L'enquête la plus complète jamais réalisée sur la neige, la glace et l'eau dans ces montagnes et leur évolution est maintenant en cours. L'équipe d'Asie de haute montagne de la NASA (HiMAT), dirigé par Anthony Arendt de l'Université de Washington à Seattle, est dans sa troisième année. Le projet consiste en 13 groupes de recherche coordonnés qui étudient trois décennies de données sur cette région dans trois grands domaines :météorologie et climat; glace et neige; et les dangers et impacts en aval.
Ces trois domaines évoluent, à commencer par le climat. Le réchauffement de l'air et les altérations des modèles de mousson affectent le cycle régional de l'eau - combien de neige et de pluie tombent, et comment et quand le manteau neigeux et les glaciers fondent. Les changements dans le cycle de l'eau augmentent ou diminuent le risque d'aléas locaux tels que les glissements de terrain et les inondations, et ont de larges impacts sur l'allocation de l'eau et les cultures qui peuvent être cultivées.
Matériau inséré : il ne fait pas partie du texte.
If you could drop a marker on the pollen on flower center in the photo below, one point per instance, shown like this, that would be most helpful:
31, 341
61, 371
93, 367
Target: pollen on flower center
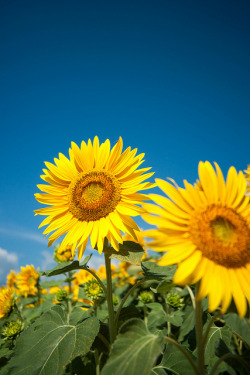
222, 235
93, 195
224, 230
93, 192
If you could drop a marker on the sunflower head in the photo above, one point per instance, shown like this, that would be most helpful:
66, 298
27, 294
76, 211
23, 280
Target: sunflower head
81, 277
174, 300
27, 281
93, 194
11, 279
93, 290
146, 297
63, 254
12, 329
6, 301
248, 179
205, 229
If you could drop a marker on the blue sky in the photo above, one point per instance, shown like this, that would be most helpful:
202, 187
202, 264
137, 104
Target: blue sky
171, 77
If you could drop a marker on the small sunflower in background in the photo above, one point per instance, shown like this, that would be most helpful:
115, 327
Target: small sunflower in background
11, 279
27, 281
6, 301
206, 230
93, 194
63, 253
248, 179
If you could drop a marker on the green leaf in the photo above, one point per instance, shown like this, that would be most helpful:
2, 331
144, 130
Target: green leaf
129, 251
135, 350
128, 313
32, 314
158, 371
215, 335
175, 318
78, 315
175, 361
164, 287
49, 344
152, 269
66, 267
239, 325
51, 283
230, 363
188, 322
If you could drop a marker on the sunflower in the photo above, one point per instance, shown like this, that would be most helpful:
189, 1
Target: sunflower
63, 253
6, 301
206, 230
27, 281
248, 179
11, 279
93, 194
140, 238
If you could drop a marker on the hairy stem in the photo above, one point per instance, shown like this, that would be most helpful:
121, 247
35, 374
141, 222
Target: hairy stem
109, 296
199, 336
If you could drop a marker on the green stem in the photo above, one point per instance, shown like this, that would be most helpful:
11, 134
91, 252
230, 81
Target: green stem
112, 331
69, 282
97, 361
145, 314
214, 318
169, 324
126, 297
104, 340
99, 281
191, 296
199, 336
39, 291
184, 352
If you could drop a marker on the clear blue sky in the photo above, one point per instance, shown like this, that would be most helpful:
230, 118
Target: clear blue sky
171, 77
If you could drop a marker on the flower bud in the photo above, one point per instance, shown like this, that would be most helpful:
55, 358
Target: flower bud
146, 297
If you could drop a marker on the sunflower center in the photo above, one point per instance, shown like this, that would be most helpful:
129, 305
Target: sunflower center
223, 230
222, 235
93, 195
93, 192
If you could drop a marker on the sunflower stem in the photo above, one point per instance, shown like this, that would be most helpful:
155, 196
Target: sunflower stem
110, 298
199, 336
125, 299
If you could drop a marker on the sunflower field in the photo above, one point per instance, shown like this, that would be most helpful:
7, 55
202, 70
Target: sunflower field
173, 299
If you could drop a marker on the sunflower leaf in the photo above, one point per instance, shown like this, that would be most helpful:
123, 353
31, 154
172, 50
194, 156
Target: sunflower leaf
175, 361
134, 351
49, 344
240, 325
66, 267
159, 272
129, 251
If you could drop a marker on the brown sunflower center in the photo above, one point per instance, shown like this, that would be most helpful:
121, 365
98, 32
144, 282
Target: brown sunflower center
93, 195
222, 235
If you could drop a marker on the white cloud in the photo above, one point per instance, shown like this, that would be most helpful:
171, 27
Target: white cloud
22, 233
8, 261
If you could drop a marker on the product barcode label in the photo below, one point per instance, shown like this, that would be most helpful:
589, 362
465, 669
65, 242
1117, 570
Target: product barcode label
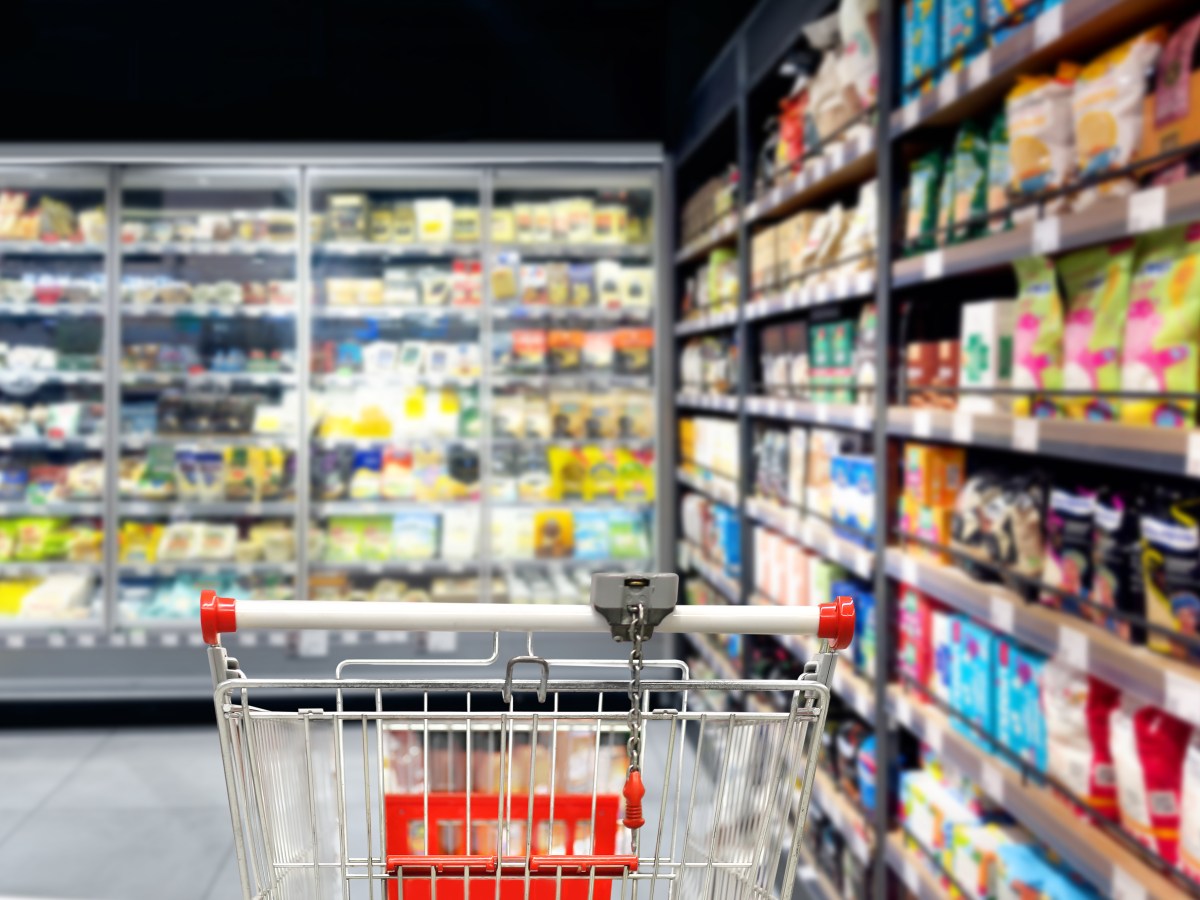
1025, 435
963, 429
1127, 887
1047, 235
993, 783
923, 423
934, 265
1147, 210
1073, 647
1002, 615
1182, 696
1048, 27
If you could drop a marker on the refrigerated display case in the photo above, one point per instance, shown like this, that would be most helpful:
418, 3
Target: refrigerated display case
375, 375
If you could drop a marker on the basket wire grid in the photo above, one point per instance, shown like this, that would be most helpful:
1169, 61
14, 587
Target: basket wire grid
532, 787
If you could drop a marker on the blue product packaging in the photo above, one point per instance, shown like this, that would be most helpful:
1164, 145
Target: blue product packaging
867, 773
592, 534
729, 539
864, 501
922, 22
960, 29
864, 629
1029, 667
973, 690
841, 478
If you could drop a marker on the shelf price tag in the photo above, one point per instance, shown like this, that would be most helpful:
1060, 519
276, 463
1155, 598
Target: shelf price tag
1193, 462
1047, 235
1182, 696
1147, 210
1025, 435
922, 423
963, 429
1002, 615
933, 265
979, 70
1048, 28
993, 783
1073, 647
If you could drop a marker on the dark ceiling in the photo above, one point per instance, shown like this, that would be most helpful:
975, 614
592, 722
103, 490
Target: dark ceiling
359, 70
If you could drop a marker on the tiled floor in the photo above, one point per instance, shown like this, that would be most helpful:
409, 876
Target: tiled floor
130, 814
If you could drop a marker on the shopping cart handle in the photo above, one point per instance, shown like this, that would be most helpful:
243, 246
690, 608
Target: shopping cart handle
222, 615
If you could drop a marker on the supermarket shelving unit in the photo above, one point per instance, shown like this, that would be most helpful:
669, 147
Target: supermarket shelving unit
719, 131
142, 184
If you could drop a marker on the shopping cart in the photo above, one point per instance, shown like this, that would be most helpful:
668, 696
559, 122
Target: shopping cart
463, 789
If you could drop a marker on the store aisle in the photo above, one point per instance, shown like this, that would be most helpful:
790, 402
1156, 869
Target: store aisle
127, 814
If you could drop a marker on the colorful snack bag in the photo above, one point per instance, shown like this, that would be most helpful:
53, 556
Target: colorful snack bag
1108, 112
1170, 563
1097, 285
1068, 547
1037, 346
1149, 747
1039, 132
924, 178
960, 33
1163, 328
970, 183
922, 21
1116, 563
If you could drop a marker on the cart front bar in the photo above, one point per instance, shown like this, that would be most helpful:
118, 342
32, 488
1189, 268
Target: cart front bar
219, 615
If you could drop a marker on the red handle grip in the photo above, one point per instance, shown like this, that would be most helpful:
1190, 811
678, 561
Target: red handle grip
837, 623
219, 616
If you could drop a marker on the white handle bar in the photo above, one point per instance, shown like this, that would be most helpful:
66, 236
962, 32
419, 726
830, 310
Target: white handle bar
222, 616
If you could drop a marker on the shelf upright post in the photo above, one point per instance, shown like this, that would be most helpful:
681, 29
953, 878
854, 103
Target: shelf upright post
112, 394
486, 203
887, 315
303, 331
664, 369
742, 334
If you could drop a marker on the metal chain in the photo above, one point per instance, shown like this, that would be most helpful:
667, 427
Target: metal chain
636, 633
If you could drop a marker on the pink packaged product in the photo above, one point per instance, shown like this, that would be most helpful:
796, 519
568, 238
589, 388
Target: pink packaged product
1149, 747
1189, 833
1078, 749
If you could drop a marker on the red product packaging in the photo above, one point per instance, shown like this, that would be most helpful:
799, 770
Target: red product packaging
1149, 747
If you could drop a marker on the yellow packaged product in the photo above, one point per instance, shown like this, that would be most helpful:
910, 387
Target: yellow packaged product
1041, 137
1107, 103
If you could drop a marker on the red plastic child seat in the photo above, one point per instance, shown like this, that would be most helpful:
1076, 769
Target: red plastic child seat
449, 825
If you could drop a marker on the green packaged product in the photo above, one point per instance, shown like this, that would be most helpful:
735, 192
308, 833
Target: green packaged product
924, 178
1163, 328
1097, 285
1000, 174
946, 207
1037, 339
970, 183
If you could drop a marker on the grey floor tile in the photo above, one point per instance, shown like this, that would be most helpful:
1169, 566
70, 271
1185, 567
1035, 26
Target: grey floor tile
34, 763
148, 769
114, 855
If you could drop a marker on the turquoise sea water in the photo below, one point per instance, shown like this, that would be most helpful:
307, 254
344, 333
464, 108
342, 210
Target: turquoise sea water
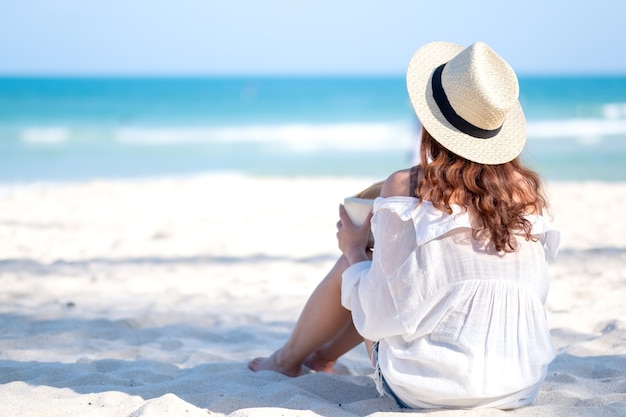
57, 129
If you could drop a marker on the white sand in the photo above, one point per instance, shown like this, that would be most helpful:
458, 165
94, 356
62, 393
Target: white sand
148, 298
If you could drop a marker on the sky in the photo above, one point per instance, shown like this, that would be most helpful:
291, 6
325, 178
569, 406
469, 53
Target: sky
291, 37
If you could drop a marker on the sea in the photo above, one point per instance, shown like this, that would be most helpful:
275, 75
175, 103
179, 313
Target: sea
83, 128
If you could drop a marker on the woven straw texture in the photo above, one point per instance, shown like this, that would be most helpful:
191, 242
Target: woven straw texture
481, 87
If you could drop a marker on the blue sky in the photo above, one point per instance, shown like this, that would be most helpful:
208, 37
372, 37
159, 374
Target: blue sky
244, 37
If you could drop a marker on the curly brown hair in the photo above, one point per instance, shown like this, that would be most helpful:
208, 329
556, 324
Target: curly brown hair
496, 196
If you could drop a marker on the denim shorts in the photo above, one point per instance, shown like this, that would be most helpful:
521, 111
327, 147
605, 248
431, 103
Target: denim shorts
381, 385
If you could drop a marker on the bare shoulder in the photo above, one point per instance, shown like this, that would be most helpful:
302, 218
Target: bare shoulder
397, 184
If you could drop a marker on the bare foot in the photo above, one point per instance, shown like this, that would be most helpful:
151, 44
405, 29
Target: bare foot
273, 364
318, 364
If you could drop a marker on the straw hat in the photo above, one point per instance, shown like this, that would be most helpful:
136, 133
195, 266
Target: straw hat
467, 99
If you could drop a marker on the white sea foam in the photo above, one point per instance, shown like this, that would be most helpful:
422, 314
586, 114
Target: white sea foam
299, 137
307, 137
583, 130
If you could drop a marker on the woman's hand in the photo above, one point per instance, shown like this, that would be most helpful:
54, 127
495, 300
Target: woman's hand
352, 239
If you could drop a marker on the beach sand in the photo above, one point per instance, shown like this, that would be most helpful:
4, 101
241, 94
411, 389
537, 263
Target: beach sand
149, 297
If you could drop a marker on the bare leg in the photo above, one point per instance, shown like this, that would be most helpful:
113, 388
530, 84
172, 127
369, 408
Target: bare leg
322, 320
325, 358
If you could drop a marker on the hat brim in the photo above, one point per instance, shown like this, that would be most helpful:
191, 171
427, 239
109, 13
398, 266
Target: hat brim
502, 148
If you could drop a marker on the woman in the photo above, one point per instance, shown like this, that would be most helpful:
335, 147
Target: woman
450, 300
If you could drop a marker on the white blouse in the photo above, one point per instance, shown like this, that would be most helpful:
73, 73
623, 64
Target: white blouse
459, 325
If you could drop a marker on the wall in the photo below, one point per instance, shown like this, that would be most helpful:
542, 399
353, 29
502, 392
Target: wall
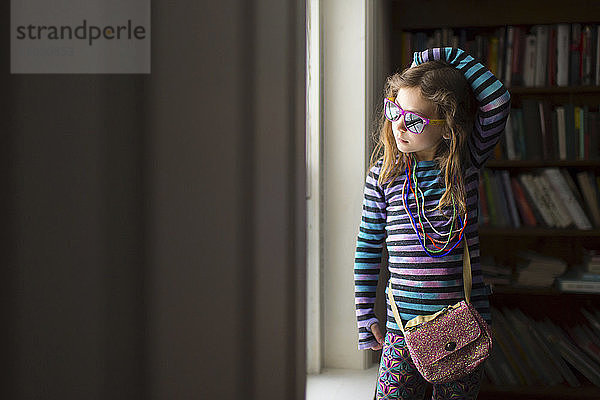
154, 226
344, 122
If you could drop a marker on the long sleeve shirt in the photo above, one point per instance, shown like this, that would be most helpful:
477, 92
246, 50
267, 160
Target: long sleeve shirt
422, 284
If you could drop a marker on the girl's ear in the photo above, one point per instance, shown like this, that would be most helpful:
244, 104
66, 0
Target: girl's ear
447, 134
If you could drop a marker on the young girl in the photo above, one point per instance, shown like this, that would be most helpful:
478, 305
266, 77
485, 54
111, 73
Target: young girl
442, 118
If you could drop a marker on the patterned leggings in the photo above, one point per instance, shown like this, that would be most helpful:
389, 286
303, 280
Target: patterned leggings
399, 379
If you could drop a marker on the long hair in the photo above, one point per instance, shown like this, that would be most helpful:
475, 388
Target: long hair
454, 102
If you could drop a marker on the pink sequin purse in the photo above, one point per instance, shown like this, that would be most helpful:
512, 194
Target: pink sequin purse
451, 343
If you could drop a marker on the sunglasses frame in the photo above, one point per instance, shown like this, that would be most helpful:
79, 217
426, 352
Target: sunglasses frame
426, 120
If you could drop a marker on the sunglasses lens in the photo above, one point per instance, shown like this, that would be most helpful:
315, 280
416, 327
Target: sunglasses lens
392, 111
414, 123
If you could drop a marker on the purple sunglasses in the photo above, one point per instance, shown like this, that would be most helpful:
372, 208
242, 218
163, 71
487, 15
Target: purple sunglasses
414, 123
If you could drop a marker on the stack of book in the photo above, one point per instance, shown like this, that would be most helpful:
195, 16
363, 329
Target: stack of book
579, 280
538, 130
584, 278
535, 270
495, 274
535, 56
540, 353
547, 197
591, 260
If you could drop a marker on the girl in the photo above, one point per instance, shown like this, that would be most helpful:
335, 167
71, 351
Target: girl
442, 118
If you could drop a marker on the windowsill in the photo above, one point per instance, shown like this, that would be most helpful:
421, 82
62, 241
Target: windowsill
342, 384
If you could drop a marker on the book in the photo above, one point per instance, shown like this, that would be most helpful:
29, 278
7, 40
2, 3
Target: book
512, 348
509, 135
567, 197
510, 199
570, 133
532, 352
576, 285
533, 197
500, 200
545, 112
532, 129
576, 357
536, 270
529, 62
541, 54
525, 211
563, 42
590, 196
561, 132
548, 337
575, 55
559, 211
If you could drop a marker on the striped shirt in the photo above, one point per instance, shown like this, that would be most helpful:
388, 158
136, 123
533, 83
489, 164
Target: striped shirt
422, 284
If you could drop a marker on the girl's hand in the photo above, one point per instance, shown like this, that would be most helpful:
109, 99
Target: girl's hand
378, 336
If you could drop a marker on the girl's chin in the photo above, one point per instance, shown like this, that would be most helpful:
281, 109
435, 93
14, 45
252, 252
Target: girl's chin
402, 145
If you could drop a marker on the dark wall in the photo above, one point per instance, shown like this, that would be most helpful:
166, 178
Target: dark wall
153, 234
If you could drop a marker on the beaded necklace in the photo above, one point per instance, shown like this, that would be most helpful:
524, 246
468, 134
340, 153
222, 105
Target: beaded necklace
411, 185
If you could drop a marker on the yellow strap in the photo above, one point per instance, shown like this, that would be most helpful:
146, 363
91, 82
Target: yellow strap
467, 283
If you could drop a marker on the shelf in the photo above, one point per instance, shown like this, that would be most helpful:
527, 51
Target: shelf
554, 90
546, 392
535, 291
535, 232
542, 163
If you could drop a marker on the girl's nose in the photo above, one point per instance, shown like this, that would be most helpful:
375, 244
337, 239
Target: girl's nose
400, 124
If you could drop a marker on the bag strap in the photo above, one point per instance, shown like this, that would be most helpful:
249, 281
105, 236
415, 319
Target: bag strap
467, 283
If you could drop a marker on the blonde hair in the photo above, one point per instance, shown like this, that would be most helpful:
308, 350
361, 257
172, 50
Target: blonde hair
454, 102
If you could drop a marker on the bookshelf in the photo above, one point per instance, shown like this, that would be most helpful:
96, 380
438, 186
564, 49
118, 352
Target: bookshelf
441, 20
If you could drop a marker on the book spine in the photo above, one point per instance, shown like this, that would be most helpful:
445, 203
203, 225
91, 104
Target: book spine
527, 214
541, 54
529, 62
512, 207
567, 198
562, 54
561, 132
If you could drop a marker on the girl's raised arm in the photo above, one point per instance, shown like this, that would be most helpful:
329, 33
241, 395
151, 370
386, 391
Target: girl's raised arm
492, 97
367, 259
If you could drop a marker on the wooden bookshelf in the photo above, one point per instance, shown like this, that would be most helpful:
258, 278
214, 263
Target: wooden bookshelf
485, 17
490, 232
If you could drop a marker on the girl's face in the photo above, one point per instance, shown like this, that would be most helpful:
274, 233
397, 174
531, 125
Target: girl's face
424, 144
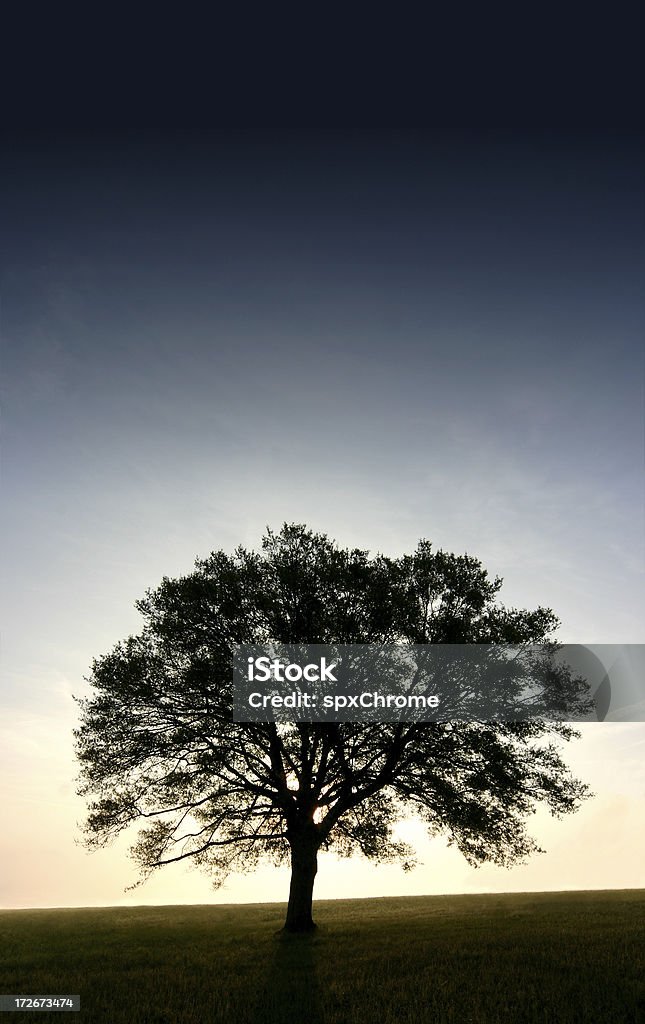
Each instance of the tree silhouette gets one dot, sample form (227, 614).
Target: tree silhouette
(159, 749)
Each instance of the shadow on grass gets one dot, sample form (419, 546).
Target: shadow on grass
(291, 990)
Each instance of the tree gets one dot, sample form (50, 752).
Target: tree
(158, 747)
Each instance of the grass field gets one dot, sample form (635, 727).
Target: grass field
(531, 958)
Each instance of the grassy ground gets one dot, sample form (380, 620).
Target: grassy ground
(530, 958)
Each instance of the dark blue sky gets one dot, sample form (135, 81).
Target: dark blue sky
(424, 331)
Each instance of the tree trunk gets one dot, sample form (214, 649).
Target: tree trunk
(304, 864)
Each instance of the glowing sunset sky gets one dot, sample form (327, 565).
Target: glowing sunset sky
(384, 337)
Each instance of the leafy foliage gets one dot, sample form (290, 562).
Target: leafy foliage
(158, 747)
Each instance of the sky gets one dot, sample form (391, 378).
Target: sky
(387, 336)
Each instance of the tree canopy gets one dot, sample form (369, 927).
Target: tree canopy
(159, 749)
Rendre possible la science impossible
Pendant la plus grande partie de l'histoire de l'humanité, une étude scientifique détaillée de ces montagnes était impossible. Les montagnes sont trop hautes et escarpées, et le temps trop dangereux. L'ère des satellites nous a donné la première opportunité d'observer et de mesurer la couverture de neige et de glace en toute sécurité dans des endroits où aucun humain n'a jamais mis les pieds.
« La croissance explosive de la technologie satellitaire a été incroyable pour cette région, " a déclaré Jeffrey Kargel, un scientifique principal au Planetary Science Institute à Tucson, Arizona, et chef d'une équipe HiMAT étudiant les lacs glaciaires. « Nous pouvons faire des choses maintenant que nous ne pouvions pas faire il y a dix ans – et il y a dix ans, nous avons fait des choses que nous ne pouvions pas faire avant. » Kargel a également crédité les progrès de la technologie informatique qui ont permis à beaucoup plus de chercheurs d'entreprendre de grands efforts de traitement des données, qui sont nécessaires pour améliorer les prévisions météorologiques sur une topographie aussi complexe.
L'équipe HiMAT d'Arendt est chargée d'intégrer les nombreux, divers types d'observations satellitaires et modèles numériques existants pour créer une estimation faisant autorité du bilan hydrique de cette région et un ensemble de produits que les décideurs politiques locaux peuvent utiliser pour planifier un approvisionnement en eau changeant. Un certain nombre d'ensembles de données des équipes HiMAT ont déjà été téléchargés vers le centre d'archives actives distribuées de la NASA au centre national de données sur la neige et la glace. Collectivement, la suite de nouveaux produits s'appelle la boîte à outils Glacier and Snow Melt (GMELT).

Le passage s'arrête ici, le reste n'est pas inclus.